The "--daniel" paper titled Homo Sapiens Ethicus contains much of the information that Larson describes in Beyond Space and Time, extending Larson's initial research into many other areas that include the after-death experience, reincarnation and ascension. Since that is already documented, it will be omitted from this summary.
Larson's research was based on the concept of "leftovers," in the sense that if anything could not be explained by a specific level of existence, it would be pushed into the next level. The depth of his research led to three of these levels:
- Inanimate: the chemical and mechanical relations of photons, particles and atoms. Larson's "physical" universe includes both the material and cosmic (antimatter) components, but is an either-or situation, it is either material OR cosmic, not both.
- Biologic: living (animate) structures, cells, cellular aggregates (organs) and life, in general.
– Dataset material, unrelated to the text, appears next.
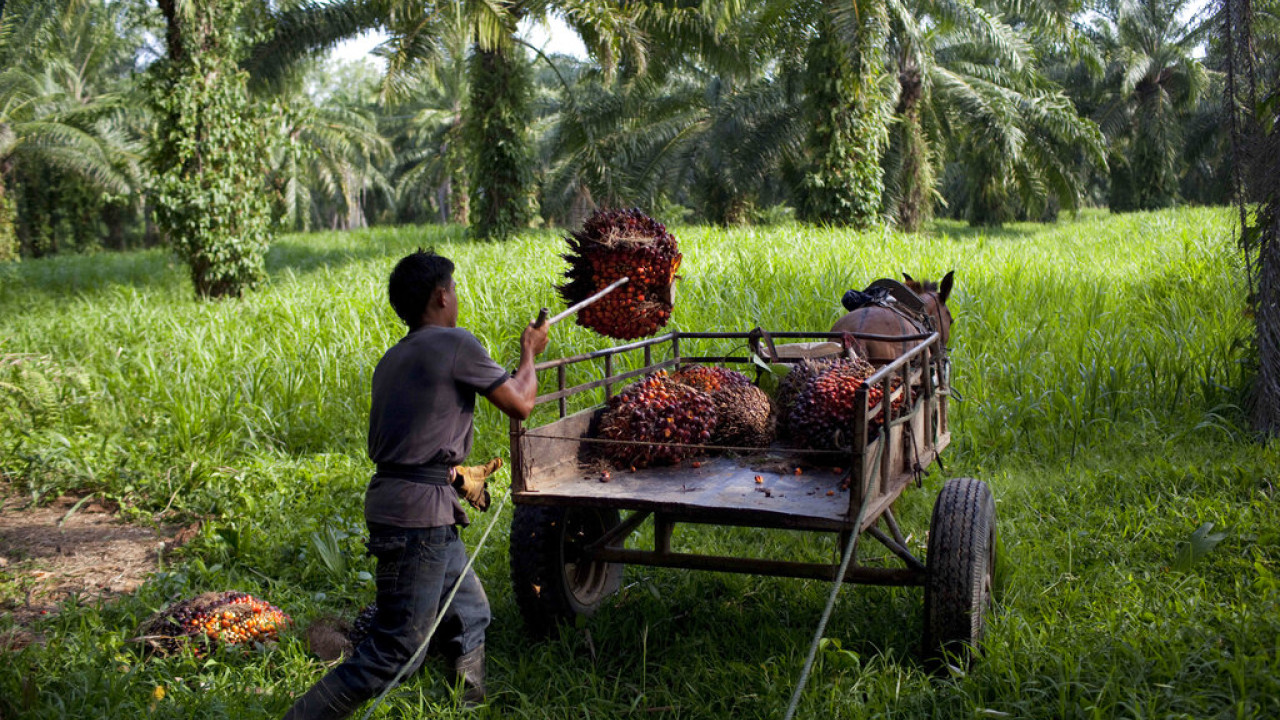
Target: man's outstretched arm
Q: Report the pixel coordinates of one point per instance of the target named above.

These structures are a composite of both material and cosmic structures, working together.
- Ethical: the "leftovers" from his research into biology, which includes ethical behavior, metaphysics, psionics and anything else that could not be explained by the inanimate or biologic levels.
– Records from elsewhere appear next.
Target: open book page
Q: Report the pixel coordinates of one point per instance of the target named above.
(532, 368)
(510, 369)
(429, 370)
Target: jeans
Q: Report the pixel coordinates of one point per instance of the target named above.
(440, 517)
Further research may show that as attributes of ethical behavior are determined by the natural consequences of the Reciprocal System, there may also be "leftovers" there that will create additional levels. The ancient systems of philosophy indicate that there are seven of these ontological levels of existence.
The yin-yang model presented in The Tao of Larson symbolically represents the first two levels of existence:
- The two "halves" of the yin-yang, treated independently, form the inanimate realms of the material and cosmic sectors.
- The entirety of the yin-yang symbol, as a composite motion of material+cosmic sectors, forms the "life unit," Larson's term for the building block of life. This makes "life" a stable, matter-antimatter reaction.
What is not visualized is the ethical level nor anything that potentially lies beyond the ethical. Considering the yin-yang symbol came into use about 3000 years ago, it may not be that such concepts were easily recognized in feudal China.
In order to address this missing component to ancient knowledge, Larson came up with a 3rd sector, the "Ethical sector," that interacted with both the material and cosmic sectors, concurrently. When life extended into this ethical sector, the life unit was modified into a control unit that had the capacity to override the survival behavior of biological entities. This was how Larson was able to explain ethical behaviors, such as acts of self-sacrifice. This is as far as Larson got with his research, laying the foundation for others to carry the research forward.
One of the things to note is that Larson's model promotes the evolution of consciousness concept, where the stray photon may at some time evolve into an ascended being of enormous capacity. It is a bottom-up approach that is based on the ever-increasing complexity of motion. In essence, Larson's complexification of motion is an ascension-based theory.
This concept is in opposition to the popular, New Age fallen angel concept of starting with an advanced, spiritual being that, for various reasons, takes physical form to experience life in this plane of existence. There is sufficient mythological evidence to indicate that this does, indeed, happen, but it appears to be the exception, not the rule, since all life on the planet must be considered--not just human life.